In Part 1, we unpacked why conversational drift is structural, not stylistic — and why patching it with longer system prompts only delays the inevitable collapse. The Monolith fails because the LLM is being asked to act as a state machine, when it's a probability engine.
If the monolithic prompt is a Jenga tower, the solution isn't to tape the blocks together. The solution is to stop playing Jenga and start building a state machine.
To build conversational AI that actually survives real users, we have to fundamentally change how we view the LLM. It is not the "brain" of your application that runs the whole show. It is merely a reasoning engine — a highly capable, highly erratic calculator for words. You don't let the calculator decide what math to do; you hand it a very specific equation, take the result, and move on.

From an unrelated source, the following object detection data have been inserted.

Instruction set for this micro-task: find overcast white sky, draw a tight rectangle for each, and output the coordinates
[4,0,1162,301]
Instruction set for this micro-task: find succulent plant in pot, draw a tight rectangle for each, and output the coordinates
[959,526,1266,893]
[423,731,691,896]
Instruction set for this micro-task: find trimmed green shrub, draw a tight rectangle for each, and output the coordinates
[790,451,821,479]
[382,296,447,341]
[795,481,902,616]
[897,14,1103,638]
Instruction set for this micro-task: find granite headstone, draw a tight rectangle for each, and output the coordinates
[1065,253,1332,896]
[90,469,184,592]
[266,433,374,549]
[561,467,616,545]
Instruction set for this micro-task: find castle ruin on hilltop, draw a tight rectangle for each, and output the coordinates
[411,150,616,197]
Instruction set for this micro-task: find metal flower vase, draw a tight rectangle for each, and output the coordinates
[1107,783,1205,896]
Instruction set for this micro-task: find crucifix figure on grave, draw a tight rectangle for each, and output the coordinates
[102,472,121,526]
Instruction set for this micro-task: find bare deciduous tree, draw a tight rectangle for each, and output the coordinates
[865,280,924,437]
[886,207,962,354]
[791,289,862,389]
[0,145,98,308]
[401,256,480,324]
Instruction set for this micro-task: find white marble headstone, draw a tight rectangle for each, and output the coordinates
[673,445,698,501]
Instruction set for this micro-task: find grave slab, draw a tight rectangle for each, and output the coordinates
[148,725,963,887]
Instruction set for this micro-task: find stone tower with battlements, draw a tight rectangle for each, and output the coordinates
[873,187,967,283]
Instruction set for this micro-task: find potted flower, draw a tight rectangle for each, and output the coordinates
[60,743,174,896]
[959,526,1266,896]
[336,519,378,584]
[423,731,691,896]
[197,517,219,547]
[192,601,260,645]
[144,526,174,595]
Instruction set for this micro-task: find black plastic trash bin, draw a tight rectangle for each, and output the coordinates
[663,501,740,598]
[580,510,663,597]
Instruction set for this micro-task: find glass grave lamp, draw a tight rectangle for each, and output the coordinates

This requires shifting from prompt engineering to system engineering. I call this framework Context Governance.
Context Governance: four non-negotiable pillars
Context Governance is the acknowledgement that context is a strict design resource, not a dumping ground. It's about structuring the information the LLM receives so it doesn't lose the plot. It rests on four pillars:
1. Stage Mapping (state machines, not text files)
Stop writing in text editors and start drawing. A conversation is a sequence of distinct states. You need to map your user journey as a strict state machine. "Authentication" is a stage. "Information Gathering" is a stage. "Action Execution" is a stage.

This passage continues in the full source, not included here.